Частую перестрелку донес ветер с Гавани, и так близко кажется, вот сейчас тут, на чужбине, и останешься совсем. Тогда явственно предстала Семену Иванычу его Козочка-покойница, Сонечка-племянница, снежно-белая, и жалится, зачем он бросил ее в Лебедяни и ее маленькие похороны променял на такие большие и все равно такие неправедные. Покачнулось видение, разлетелось, и показалось в метели огромное серое чудище: то понизится, то вырастет, и машет, машет, прямо на Семена Иваныча.
Выронил ящик, посторонился, перекрестился, и огромное выбежало из метели маленькой черной собачкой прямо на Семена Иваныча.

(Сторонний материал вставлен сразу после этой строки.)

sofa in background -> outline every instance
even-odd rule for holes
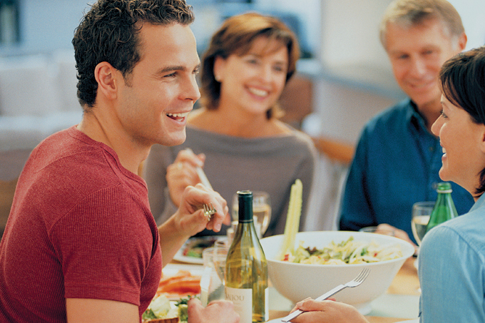
[[[78,123],[73,51],[0,57],[0,234],[31,151]]]

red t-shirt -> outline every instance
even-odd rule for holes
[[[76,127],[32,152],[0,244],[0,322],[66,322],[66,298],[138,305],[161,275],[145,181]]]

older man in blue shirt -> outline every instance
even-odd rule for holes
[[[424,2],[394,1],[382,19],[381,42],[409,98],[364,127],[347,180],[340,230],[387,223],[414,242],[412,205],[436,198],[442,153],[430,128],[441,111],[438,75],[443,63],[465,48],[466,36],[451,4]],[[452,188],[459,214],[468,212],[471,195]]]

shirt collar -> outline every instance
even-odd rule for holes
[[[479,198],[478,200],[476,200],[476,202],[475,202],[475,204],[473,205],[471,208],[470,209],[470,212],[476,210],[485,204],[485,194],[482,194],[481,196]]]
[[[406,118],[409,123],[416,128],[416,130],[419,131],[420,130],[424,130],[426,132],[428,131],[428,128],[426,126],[426,121],[424,117],[421,114],[418,110],[418,107],[412,101],[409,100],[409,106],[412,108],[408,110]]]

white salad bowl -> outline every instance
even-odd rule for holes
[[[347,288],[332,297],[357,307],[364,314],[370,310],[370,302],[387,290],[404,261],[414,253],[409,242],[394,237],[376,233],[349,231],[315,231],[297,233],[295,249],[303,242],[304,247],[323,249],[332,241],[340,243],[350,237],[354,241],[375,242],[379,245],[399,245],[402,256],[391,260],[356,265],[307,265],[280,261],[277,255],[283,242],[283,235],[260,240],[267,261],[270,281],[285,297],[294,303],[307,297],[315,299],[340,284],[354,279],[364,268],[371,270],[369,277],[359,286]]]

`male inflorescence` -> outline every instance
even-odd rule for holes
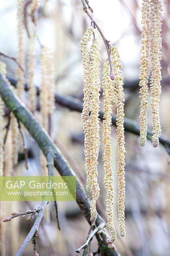
[[[142,46],[140,57],[140,78],[141,112],[140,116],[140,144],[145,145],[147,135],[147,112],[148,99],[148,84],[150,73],[149,58],[151,57],[152,70],[151,79],[151,112],[152,120],[154,147],[159,143],[161,129],[159,123],[159,102],[161,92],[161,67],[160,61],[161,48],[161,31],[162,8],[159,0],[143,0],[142,9]],[[151,17],[151,33],[150,18]],[[150,34],[151,39],[150,42]],[[84,88],[83,108],[82,113],[85,134],[85,155],[86,171],[87,190],[92,191],[91,201],[91,221],[97,218],[96,200],[99,196],[100,188],[98,182],[98,159],[100,148],[99,119],[99,118],[100,91],[100,47],[94,35],[94,28],[89,28],[80,42],[83,68]],[[89,44],[91,46],[89,47]],[[104,100],[103,141],[104,147],[104,183],[107,194],[106,214],[108,227],[111,239],[115,240],[116,232],[114,223],[114,191],[113,184],[112,166],[112,139],[111,136],[111,115],[113,105],[117,107],[117,176],[118,193],[118,216],[121,236],[126,235],[125,225],[125,138],[123,126],[124,116],[124,94],[122,65],[117,48],[109,45],[110,60],[114,79],[110,76],[108,59],[105,61],[103,69],[102,89]],[[112,75],[113,74],[112,73]]]
[[[149,76],[150,74],[149,57],[151,58],[152,75],[150,80],[151,94],[151,113],[152,120],[152,144],[158,146],[161,129],[159,114],[160,96],[161,93],[162,48],[161,32],[162,10],[160,0],[143,0],[142,8],[143,25],[142,45],[141,50],[141,72],[139,85],[141,101],[140,118],[140,144],[144,146],[147,134],[148,100]],[[150,40],[150,16],[151,17],[151,40]]]

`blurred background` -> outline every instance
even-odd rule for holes
[[[162,0],[161,2],[163,9],[161,61],[163,81],[160,105],[160,119],[162,134],[170,138],[170,1]],[[125,116],[138,124],[142,1],[105,0],[103,2],[90,0],[89,4],[93,9],[94,19],[105,37],[112,44],[117,46],[120,51],[124,77]],[[8,0],[2,1],[0,7],[0,52],[12,57],[17,56],[18,49],[17,6],[15,0]],[[40,40],[42,44],[48,47],[54,53],[56,92],[64,96],[71,96],[82,100],[83,69],[78,45],[85,32],[90,26],[90,21],[83,10],[81,1],[80,0],[41,1],[38,14],[37,33]],[[101,78],[102,67],[107,58],[107,52],[103,42],[97,30],[95,36],[100,42],[101,48]],[[26,32],[24,40],[26,68],[28,38]],[[34,82],[38,86],[41,86],[41,83],[40,51],[40,44],[36,42],[37,58]],[[6,64],[8,76],[16,78],[16,64],[2,56],[0,57],[0,60]],[[26,93],[25,96],[26,105]],[[101,109],[103,110],[102,96],[100,101]],[[116,114],[116,109],[114,107],[113,110],[113,113]],[[35,116],[39,120],[38,111]],[[148,128],[152,129],[150,107],[148,119]],[[101,139],[102,122],[100,125]],[[115,191],[115,220],[118,230],[117,133],[116,127],[113,125],[112,135],[112,164]],[[51,136],[85,186],[84,137],[80,113],[71,111],[57,103],[53,118]],[[20,161],[15,168],[14,173],[17,175],[41,175],[41,170],[38,147],[28,133],[26,133],[25,137],[29,153],[29,169],[27,171],[25,169],[21,147],[19,156]],[[125,132],[125,137],[127,152],[126,236],[124,238],[118,237],[115,245],[122,256],[170,256],[170,152],[161,144],[157,148],[153,148],[152,141],[149,140],[145,147],[142,148],[140,146],[139,136],[129,132]],[[105,219],[106,195],[103,184],[103,152],[101,140],[98,167],[101,193],[100,200],[98,200],[98,210]],[[57,175],[57,172],[56,174]],[[39,204],[39,202],[7,203],[7,217],[10,215],[12,208],[13,211],[22,212],[27,209],[34,209]],[[48,207],[50,212],[50,221],[49,218],[47,220],[44,219],[39,230],[38,252],[39,255],[74,255],[76,249],[84,244],[86,240],[89,228],[88,224],[76,202],[59,202],[59,216],[61,228],[61,231],[59,231],[57,229],[52,202],[50,203]],[[27,222],[25,219],[18,219],[17,220],[16,219],[10,223],[5,223],[8,232],[13,232],[14,236],[17,236],[15,249],[8,245],[7,240],[7,255],[15,255],[32,226],[34,219],[33,218]],[[92,243],[92,250],[95,252],[97,250],[97,243],[94,238]],[[24,255],[32,255],[33,251],[33,245],[30,243]]]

Потом выросли какие-то три горы и вышли к Семену Иванычу тремя штатскими, с ружьями. Осмотрели крышку, взломали, – чай!
– Мародер!
И повели куда-то Семена Иваныча.
III
В той комнате, где грезили когда-то благородные девицы, записанные в бархатную книгу, сидят два генерала и в шашки играют, третий генерал заметает комнату. Каждый час вводят новых арестованных. Два старичка – были когда-то директорами департамента – пробуют уснуть и, холеные, не могут уснуть от всякого шума, вскакивают, узнают место, и опять ложатся, и опять вскакивают, как заводные. Полковник, пожилой человек с офицерским «Георгием», бормочет что-то без перерыва про митрополита Антония. За полночь слышится в коридоре:
– Мародера поймали!
И вводят Семена Иваныча. Дико обводит горящими глазами грузный, черный, с проседью, всклокоченный, занесенный снегом человек и тяжело садится на табуретку.
Руки у Семена Иваныча на животике, большие пальцы неустанно крутятся один возле другого и час, и два. Безумный полковник с «Георгием» ему, как другу, рассказывает о средствах спасения родины: завтра он подаст прошение митрополиту Антонию, чтобы ему разрешил митрополит идти во все притоны хулиганские и вертепы и собирать хулиганов под голубое Христово знамя.
– Это завели их не туда, а в наших хулиганах много божественного!
Слушает внимательно полковника Семен Иваныч, а глазами косится на генералов, играющих в шашки, замечает, как загоняется пешка, запирается.
– Завели народ не туда! – бормочет полковник.
– Кончена, заперта! – объявляет генерал.
Семен Иваныч что-то промычал и очень обрадовал полковника: все-таки голос подал.